On Saturday 10 December 2011 13:35:38 Timothy Pearson wrote:
Does it drag in other KDE 4 dependencies?
Obviously it depends on kdelibs and kde-runtime like any KDE
application.
The dependencies will of course be better once frameworks 5 are released.
Considering the impact on a running environment I would say that all depends whether your users are using any KDE 4 applications or none. I would
be
surprised if your users would use no KDE 4 applications. So I think it
is
negligible.
Right away AFAIK we would lose DCOP integration,
which should not be any issue for a window manager. Window managers use X for IPC as well you get D-Bus integration. Given that in the long run you want to migrate to Qt 4 and with that D-Bus anyway this sounds to me like a clear plus.
the window styles that come with TDE
you are aware that KWin 4 ships the same window decorations (some got moved to kdeartworks) plus a theme engine? Do I have to point out that you broke all 3rd party decorations for kwin3 in such a way that kwin won't start if you selected one of those?
, and the kcontrol integration.
Which is no issue as KWin allows to access the complete configuration from each window. You could even ship the old KCMs for KDE 3.5 as those have hardly changed.
Users can already run different window managers (compiz anyone?) so I would say this decision should be made on a per-user basis. A set of instructions on the Wiki for configuring a users' session to use kwin4 wouldn't hurt. ;-)
I can only recommend you to consider this offer from our side. Think about what you actually want for your users. What is really important to you and if you really want to develop a window manager.
Regardless, the process to drop/replace something is not trivial. This project is not like other desktops; we don't just drop or replace things on a whim.

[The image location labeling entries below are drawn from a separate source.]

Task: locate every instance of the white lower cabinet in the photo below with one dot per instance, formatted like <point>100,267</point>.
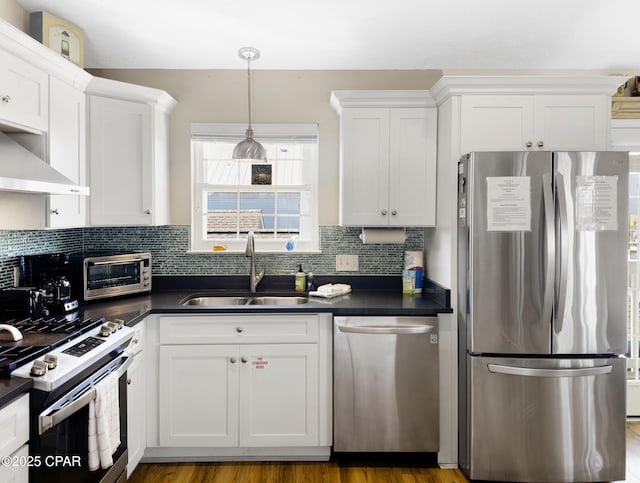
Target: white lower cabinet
<point>136,400</point>
<point>229,386</point>
<point>14,435</point>
<point>248,395</point>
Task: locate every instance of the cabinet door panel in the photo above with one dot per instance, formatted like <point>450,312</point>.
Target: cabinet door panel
<point>364,167</point>
<point>24,89</point>
<point>412,172</point>
<point>67,152</point>
<point>198,395</point>
<point>279,395</point>
<point>120,160</point>
<point>496,123</point>
<point>571,122</point>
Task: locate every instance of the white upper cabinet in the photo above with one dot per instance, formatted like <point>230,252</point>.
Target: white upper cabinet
<point>128,153</point>
<point>387,157</point>
<point>23,94</point>
<point>531,113</point>
<point>67,152</point>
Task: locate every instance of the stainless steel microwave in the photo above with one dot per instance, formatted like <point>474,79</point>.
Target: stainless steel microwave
<point>107,275</point>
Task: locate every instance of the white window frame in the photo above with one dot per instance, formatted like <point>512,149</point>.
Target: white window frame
<point>309,239</point>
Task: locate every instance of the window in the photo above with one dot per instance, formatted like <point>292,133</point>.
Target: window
<point>276,200</point>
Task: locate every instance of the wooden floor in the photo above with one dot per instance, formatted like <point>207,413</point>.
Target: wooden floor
<point>338,471</point>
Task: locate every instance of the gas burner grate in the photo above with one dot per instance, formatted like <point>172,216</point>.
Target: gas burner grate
<point>12,357</point>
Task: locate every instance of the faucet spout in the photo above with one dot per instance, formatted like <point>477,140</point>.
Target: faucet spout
<point>250,251</point>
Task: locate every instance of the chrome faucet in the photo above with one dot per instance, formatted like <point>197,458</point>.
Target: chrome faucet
<point>250,251</point>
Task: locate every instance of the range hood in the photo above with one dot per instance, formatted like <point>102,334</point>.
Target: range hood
<point>21,170</point>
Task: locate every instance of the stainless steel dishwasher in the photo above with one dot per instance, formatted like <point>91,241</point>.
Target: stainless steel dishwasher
<point>386,384</point>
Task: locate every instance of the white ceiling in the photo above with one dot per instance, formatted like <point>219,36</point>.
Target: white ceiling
<point>356,34</point>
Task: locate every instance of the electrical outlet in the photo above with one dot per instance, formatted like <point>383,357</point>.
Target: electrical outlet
<point>346,263</point>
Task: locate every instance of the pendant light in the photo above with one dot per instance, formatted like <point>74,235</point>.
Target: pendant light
<point>249,149</point>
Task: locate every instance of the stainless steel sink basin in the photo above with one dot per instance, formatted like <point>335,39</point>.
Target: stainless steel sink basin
<point>224,300</point>
<point>281,300</point>
<point>215,300</point>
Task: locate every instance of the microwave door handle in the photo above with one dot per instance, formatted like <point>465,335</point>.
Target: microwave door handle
<point>117,262</point>
<point>56,414</point>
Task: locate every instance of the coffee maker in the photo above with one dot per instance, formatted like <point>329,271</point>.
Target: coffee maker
<point>50,272</point>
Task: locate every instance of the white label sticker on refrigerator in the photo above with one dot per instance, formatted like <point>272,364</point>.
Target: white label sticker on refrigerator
<point>596,203</point>
<point>509,203</point>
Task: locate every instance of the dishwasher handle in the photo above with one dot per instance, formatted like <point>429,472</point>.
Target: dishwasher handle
<point>386,329</point>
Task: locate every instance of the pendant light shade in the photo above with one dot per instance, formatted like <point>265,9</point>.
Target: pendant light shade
<point>249,149</point>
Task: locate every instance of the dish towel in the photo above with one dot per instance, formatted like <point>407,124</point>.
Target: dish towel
<point>104,423</point>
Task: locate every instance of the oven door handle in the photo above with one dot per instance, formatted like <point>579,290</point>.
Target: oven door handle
<point>62,409</point>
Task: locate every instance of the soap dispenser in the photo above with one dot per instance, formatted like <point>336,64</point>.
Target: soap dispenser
<point>301,280</point>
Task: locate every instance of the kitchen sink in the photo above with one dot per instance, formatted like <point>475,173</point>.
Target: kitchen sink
<point>282,300</point>
<point>224,300</point>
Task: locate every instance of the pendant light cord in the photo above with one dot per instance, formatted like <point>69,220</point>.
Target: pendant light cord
<point>249,89</point>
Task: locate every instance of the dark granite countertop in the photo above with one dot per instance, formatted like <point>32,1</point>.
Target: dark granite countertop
<point>371,296</point>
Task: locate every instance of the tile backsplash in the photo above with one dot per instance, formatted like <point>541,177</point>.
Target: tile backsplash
<point>169,244</point>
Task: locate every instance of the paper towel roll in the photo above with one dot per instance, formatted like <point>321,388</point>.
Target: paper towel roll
<point>413,259</point>
<point>382,235</point>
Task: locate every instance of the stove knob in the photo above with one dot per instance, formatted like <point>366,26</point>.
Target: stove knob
<point>51,361</point>
<point>38,369</point>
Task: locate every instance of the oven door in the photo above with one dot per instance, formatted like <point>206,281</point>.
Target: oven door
<point>60,433</point>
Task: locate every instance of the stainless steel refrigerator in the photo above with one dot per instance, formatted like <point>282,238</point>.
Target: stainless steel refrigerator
<point>542,277</point>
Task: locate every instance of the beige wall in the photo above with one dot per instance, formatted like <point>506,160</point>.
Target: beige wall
<point>13,13</point>
<point>277,96</point>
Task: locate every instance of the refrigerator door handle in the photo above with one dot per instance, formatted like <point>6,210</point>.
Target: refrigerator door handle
<point>563,263</point>
<point>532,372</point>
<point>549,217</point>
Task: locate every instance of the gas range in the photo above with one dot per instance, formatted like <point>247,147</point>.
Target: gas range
<point>53,351</point>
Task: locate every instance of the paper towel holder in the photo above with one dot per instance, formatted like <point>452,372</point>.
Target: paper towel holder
<point>383,235</point>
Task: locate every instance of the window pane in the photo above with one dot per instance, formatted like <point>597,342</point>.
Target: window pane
<point>289,203</point>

The process would be: 1.) Develop a procedure to replace twin with kwin4 on users' test systems 2.) Those users would need to thoroughly test the replacement for many months, noting any regressions and having them fixed upstream. Upstream's response time and overall regression rate would also be evaluated at this time. 3.) If the replacement after testing looks viable then a deployment procedure would be created. twin would still be available, but kwin4 would be an option, either in build or in package installation (preferred). 4.) If the majority of end-users choose kwin4 at this point, then twin would be deprecated but still maintained as compilable in the TDE source tree.
As you can see this is not trivial. These guidelines are be applied to any integral component of TDE, including the HAL replacement, and are not meant to be an onerous set of rules to prevent progress. Rather they are meant to lessen the possibility of sudden unexpected breakage for corner case users, as has been seen many times before in open source history.